PDVC
End-to-End Dense Video Captioning with Parallel Decoding (ICCV 2021)
Official implementation for End-to-End Dense Video Captioning with Parallel Decoding (ICCV 2021) The project is written primarily in Python, distributed under the MIT License license, first published in 2021. Key topics include: activitynet-captions, dense-video-captioning, video-paragraph-captioning, youcook2.
PDVC
Official implementation for End-to-End Dense Video Captioning with Parallel Decoding (ICCV 2021)
This repo supports:
- two video captioning tasks: dense video captioning and video paragraph captioning
- two datasets: ActivityNet Captions and YouCook2
- video features containing C3D, TSN, and TSP.

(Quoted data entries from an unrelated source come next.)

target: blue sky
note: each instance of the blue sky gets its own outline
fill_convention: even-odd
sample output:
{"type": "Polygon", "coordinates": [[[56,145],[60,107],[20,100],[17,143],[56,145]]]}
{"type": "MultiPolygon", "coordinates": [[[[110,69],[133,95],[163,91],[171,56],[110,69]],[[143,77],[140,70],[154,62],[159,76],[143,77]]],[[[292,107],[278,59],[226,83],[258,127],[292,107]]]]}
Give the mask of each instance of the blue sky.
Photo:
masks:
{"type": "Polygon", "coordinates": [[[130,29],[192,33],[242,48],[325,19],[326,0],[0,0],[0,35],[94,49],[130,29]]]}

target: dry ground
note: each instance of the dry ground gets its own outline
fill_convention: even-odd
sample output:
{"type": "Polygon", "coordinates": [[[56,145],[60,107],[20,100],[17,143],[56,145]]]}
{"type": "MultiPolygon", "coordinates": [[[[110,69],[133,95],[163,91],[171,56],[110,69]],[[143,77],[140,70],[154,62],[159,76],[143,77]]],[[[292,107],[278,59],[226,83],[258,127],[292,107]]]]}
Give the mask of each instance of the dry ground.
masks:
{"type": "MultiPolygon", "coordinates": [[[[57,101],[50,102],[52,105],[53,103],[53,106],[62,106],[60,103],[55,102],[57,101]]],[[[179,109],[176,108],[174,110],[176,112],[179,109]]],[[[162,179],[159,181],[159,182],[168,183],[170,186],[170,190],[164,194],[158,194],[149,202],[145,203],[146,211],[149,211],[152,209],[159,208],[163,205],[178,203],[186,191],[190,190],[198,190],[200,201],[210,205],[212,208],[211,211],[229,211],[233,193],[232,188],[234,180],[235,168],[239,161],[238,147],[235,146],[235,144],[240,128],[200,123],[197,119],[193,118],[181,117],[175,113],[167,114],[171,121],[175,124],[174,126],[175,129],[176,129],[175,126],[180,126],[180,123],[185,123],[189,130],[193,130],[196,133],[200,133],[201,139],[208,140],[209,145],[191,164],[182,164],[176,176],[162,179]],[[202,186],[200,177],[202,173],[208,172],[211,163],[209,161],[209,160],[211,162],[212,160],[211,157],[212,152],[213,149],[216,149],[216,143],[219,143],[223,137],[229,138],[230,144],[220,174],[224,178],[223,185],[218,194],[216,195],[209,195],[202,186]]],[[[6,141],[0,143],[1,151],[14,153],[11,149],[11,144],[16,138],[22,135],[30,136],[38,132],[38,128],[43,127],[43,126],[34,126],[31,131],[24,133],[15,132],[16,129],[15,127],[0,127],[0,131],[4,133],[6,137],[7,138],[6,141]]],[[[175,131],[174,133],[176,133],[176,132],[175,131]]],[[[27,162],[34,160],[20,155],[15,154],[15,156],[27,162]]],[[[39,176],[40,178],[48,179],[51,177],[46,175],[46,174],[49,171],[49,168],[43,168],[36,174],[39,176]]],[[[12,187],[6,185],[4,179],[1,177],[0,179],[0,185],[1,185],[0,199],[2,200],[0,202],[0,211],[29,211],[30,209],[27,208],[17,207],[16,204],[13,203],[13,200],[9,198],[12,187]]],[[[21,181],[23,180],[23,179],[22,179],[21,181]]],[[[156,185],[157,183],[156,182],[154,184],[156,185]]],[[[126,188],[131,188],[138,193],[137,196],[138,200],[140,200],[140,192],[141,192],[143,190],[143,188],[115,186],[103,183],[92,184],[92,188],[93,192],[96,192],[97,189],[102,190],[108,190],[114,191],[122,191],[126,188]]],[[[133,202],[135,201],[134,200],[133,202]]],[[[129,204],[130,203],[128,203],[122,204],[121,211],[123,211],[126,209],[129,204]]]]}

- visualization of the generated captions of your own videos
Table of Contents:
- Updates
- Introduction
- Preparation
- Running PDVC on Your Own Videos
- Training and Validation
- Performance
- Citation
- Acknowledgement
Updates
- (2021.11.19) add code for running PDVC on raw videos and visualize the generated captions (support Chinese and other non-English languages)
- (2021.11.19) add pretrained models with TSP features. It achieves 9.03 METEOR(2021) and 6.05 SODA_c, a very competitive result on ActivityNet Captions without self-critical sequence training.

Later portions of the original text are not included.